With Halloween so near some may recall tales of early tricksters, such as those borough boys who loved the cows, the school and Perry Ferguson as targets. The township boys had a few tricks as well!
At Avonia the school there was a target. Imagine taking apart a loaded wagon, hoisting the pieces to the roof of the school, putting them back together, then hoisting up the load and putting it into the wagon… Well! It happened. What a feat, and perhaps the best feat of all the Halloween tricks.
The bell atop the Avonia School was taken from time to time also. It was an innocent time with indulging adults, although if caught, the boys had to right their tricks.

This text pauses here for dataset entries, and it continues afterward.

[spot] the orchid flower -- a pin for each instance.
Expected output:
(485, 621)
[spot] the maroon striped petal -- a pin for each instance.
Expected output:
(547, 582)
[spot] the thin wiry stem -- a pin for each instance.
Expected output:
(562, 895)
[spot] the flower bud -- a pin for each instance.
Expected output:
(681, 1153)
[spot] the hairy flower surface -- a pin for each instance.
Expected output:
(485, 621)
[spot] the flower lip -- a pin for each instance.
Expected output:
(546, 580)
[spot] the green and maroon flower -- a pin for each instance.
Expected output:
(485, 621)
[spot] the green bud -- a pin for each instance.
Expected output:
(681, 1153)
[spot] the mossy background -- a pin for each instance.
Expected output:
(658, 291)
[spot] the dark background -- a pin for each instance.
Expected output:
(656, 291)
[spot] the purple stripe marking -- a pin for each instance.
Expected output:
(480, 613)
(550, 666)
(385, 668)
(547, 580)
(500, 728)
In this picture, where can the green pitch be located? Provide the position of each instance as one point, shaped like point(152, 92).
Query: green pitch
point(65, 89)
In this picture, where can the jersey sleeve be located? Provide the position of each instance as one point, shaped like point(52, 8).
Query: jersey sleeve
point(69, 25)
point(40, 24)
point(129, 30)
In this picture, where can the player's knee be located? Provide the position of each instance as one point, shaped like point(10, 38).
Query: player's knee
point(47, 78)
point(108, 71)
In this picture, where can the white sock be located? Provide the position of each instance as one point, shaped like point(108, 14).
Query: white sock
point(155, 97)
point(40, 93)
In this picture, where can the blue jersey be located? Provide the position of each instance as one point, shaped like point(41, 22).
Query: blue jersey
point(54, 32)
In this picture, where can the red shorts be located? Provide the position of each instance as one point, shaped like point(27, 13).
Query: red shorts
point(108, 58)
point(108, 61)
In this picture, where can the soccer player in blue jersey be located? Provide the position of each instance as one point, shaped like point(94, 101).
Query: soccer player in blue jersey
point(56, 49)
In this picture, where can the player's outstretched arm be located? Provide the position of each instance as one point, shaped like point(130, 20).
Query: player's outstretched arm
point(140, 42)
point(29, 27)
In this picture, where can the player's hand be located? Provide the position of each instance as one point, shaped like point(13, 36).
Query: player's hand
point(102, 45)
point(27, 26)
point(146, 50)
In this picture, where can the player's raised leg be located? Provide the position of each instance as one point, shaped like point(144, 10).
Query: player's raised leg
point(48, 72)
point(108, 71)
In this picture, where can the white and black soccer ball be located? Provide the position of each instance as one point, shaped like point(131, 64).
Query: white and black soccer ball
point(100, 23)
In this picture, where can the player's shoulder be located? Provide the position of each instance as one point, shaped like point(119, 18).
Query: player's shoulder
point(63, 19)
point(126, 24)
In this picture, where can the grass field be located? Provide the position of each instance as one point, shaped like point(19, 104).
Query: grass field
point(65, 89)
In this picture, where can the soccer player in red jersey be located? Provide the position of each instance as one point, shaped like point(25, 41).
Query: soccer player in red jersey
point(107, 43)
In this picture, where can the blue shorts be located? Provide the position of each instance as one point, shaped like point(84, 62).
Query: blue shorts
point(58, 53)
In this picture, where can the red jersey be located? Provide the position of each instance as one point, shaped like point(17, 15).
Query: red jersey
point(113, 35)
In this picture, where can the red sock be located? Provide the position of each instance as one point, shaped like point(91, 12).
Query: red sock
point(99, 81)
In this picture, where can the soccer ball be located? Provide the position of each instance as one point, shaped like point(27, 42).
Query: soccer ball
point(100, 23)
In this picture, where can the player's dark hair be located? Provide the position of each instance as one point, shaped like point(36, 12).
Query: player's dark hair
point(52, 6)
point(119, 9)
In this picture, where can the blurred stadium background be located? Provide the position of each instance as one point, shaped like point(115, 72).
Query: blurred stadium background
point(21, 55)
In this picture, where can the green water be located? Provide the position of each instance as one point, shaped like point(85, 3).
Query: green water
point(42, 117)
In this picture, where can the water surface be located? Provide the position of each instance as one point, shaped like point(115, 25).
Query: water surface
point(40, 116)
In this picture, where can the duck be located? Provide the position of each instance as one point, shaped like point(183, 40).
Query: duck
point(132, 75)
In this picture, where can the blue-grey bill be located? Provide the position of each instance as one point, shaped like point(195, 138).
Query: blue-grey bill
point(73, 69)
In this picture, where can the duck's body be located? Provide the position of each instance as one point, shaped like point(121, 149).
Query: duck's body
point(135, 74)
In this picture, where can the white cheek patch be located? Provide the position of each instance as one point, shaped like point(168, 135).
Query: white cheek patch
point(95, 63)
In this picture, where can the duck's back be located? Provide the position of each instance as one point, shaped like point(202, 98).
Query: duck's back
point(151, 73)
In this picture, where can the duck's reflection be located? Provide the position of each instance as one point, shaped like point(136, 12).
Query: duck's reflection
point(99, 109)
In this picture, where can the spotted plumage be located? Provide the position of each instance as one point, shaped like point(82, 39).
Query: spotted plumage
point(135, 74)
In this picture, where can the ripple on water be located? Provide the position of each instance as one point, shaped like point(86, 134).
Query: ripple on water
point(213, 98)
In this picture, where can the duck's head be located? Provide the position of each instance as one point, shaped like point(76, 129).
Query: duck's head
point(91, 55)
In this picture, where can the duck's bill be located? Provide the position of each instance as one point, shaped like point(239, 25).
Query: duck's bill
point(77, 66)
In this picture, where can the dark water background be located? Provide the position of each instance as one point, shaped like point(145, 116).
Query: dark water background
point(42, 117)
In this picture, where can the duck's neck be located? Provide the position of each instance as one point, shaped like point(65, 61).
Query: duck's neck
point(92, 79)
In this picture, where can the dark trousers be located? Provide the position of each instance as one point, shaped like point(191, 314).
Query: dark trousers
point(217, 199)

Such as, for example, on Van Camp Road when the boys piled the road – unpaved then – with cornstalks, which were intended to stop traffic. There was not too much traffic along that road in those years, anyway. But the Leopold farm was in that area and was known for the fine pumpkin crop each fall. One year, just about the time the boys were piling the cornstalks someone mentioned adding pumpkins to the mix.
“It wasn’t hard for the older people to figure out who did it,” said one of the boys all grown up and reminiscing, “and they always put the boys on clean-up duty the next day.”
One morning after Treat or Trick night a farmer with bees discovered his hives had been turned over. The guilty boys were soon found out and put to work weeding the farmer’s onion patch.
Where were the girls through all of this? Attending neighborhood parties. Longtime resident Edith Heidler Osterberg recalled in an article for the Cosmopolite back in 1983, that she remembered the first time she wore a costume and went trick or treating. The costume was a sheet. She and some friends rode the trolley into the borough and visited the stores there for treats. “All the stores,” she said, “about two then.”
Again, the outhouses were always a target, all over the township and borough. No wonder plumbing moved indoors!